Interview croisée entre Didier Lallemand, CEO de Treezor & Julien Maldonato, Associé FSI Deloitte le 24 mai 2022.

 

Pouvez-vous nous présenter les services proposés par Treezor ?

Didier Lallemand : La demande d’un agrément d’Établissement de Paiement (EP) ou d’Établissement de Monnaie Électronique (EME) auprès de l’Autorité de Contrôle Prudentiel et de Résolution (ACPR) peut s’avérer longue et coûteuse, particulièrement pour des sociétés qui débutent leur activité commerciale. C’est en partant de ce constat que les fondateurs de Treezor (Eric Lassus et Xavier Labouret) ont décidé en 2016 de fonder Treezor, une plateforme de Banking-as-a-Service (BaaS) qui met à disposition des Fintechs des services de paiement disponibles par API, encadrés par l’agrément obtenu auprès de l’ACPR par Treezor (ou par eux-mêmes). C’est un accélérateur pour les startups ou projets intrapreneuriaux qui souhaitent se lancer sur le marché sans attendre et bénéficier néanmoins d’un socle réglementaire et technologique éprouvé.

Treezor a été acquise en 2019 par le groupe Société Générale, ce qui lui a permis d’étendre son offre aux grandes entreprises. Les services proposés par Treezor couvrent l’ensemble de la chaîne de paiements, en acquisition et en émission. Treezor intervient chez ses clients en tant que BaaS (Banking-as-a-Service), en fournissant une solution technique et réglementaire ou, seulement en tant que Prestataire de Services de Paiement (PSP) en proposant la brique technique, à l’instar des Core Banking Systems (CBS).

Treezor est agréée par l’ACPR en tant qu’Établissement de Monnaie Électronique et est membre principal des réseaux Mastercard et Visa. À la suite d’une récente extension de ses activités auprès de l’ACPR, Treezor devient le premier établissement agréé à disposer de l’intégralité des licences de services de paiements (de 1 à 8).

 

Comment le partenariat avec Société Générale renforce-t-il votre proposition de valeur sur le marché français ?

Didier Lallemand : Le rapprochement avec Société Générale nous a apporté davantage de visibilité auprès des grandes entreprises, notamment en répondant à leurs exigences de conformité – niveau de risque, processus, gouvernance – qui sont élevées chez de tels acteurs. Treezor a adapté son offre pour répondre aux attentes de ces sociétés, qui sont davantage en recherche de briques de services très modulaires. Treezor a également étendu son offre en intégrant un ensemble de services portées par d’autres entités du groupe Société Générale et disponibles sous forme d’API, tel que le crédit avec Franfinance.

 

Quelle sont vos ambitions de développement en termes d’offre ?

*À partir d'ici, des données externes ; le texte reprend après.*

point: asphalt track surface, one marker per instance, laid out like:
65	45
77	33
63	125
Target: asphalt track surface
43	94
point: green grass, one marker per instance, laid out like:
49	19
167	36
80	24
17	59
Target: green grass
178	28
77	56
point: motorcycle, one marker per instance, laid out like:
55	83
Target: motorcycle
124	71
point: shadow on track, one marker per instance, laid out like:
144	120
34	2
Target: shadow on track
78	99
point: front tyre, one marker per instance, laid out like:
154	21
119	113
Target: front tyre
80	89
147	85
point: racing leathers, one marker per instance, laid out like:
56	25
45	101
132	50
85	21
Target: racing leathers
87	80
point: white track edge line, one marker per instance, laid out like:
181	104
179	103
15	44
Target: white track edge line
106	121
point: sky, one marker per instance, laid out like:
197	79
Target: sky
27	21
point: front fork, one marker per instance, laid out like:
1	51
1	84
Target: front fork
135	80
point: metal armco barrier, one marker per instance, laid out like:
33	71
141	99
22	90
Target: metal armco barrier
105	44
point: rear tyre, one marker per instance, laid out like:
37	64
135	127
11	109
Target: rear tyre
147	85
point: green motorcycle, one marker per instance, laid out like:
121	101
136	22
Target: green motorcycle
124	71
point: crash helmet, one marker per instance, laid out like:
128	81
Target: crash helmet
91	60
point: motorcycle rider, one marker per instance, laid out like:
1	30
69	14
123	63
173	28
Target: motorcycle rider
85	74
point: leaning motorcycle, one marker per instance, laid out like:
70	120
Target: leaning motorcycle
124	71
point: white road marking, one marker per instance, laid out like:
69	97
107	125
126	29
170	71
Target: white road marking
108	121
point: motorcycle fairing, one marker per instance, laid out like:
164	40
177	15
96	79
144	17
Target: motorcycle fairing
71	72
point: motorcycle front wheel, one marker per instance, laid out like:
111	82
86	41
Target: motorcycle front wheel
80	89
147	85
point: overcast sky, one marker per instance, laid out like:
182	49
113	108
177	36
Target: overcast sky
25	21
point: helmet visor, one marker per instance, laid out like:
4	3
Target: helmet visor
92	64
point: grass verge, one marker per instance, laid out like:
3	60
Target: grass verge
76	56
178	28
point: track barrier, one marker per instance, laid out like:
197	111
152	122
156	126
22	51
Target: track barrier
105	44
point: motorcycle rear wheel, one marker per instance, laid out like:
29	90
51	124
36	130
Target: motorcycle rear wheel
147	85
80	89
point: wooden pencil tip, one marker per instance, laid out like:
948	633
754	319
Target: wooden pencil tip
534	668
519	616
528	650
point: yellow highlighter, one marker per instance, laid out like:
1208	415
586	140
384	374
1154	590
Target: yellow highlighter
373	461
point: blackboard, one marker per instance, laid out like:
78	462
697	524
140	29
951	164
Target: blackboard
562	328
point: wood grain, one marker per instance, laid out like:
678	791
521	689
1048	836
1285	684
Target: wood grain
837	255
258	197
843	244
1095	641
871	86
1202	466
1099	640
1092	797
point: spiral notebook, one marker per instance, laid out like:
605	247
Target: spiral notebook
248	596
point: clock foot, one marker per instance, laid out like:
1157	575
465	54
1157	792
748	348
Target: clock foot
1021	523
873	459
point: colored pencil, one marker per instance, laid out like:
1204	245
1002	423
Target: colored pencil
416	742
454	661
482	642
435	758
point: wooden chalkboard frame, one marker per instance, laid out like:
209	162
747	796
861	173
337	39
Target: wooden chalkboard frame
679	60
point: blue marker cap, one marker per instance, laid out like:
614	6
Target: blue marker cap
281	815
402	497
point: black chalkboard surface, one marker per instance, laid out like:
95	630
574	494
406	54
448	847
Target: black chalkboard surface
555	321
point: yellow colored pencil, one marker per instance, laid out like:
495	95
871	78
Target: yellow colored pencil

Didier Lallemand : Notre premier enjeu est de répondre à l’ensemble des besoins de paiement de nos clients, qu’il s’agisse de startups 100% digitales, de grandes entreprises, de commerçants … Pour répondre à ces besoins, nous souhaitons couvrir l’ensemble des services de paiement, de la gestion des chèques aux facilités de paiement de type Buy Now Pay Later (BNPL), en passant par l’émission et l’acquisition de cartes bancaires, les virements, les prélèvements et bientôt l’initiation de paiements via les API DSP2 dédiées.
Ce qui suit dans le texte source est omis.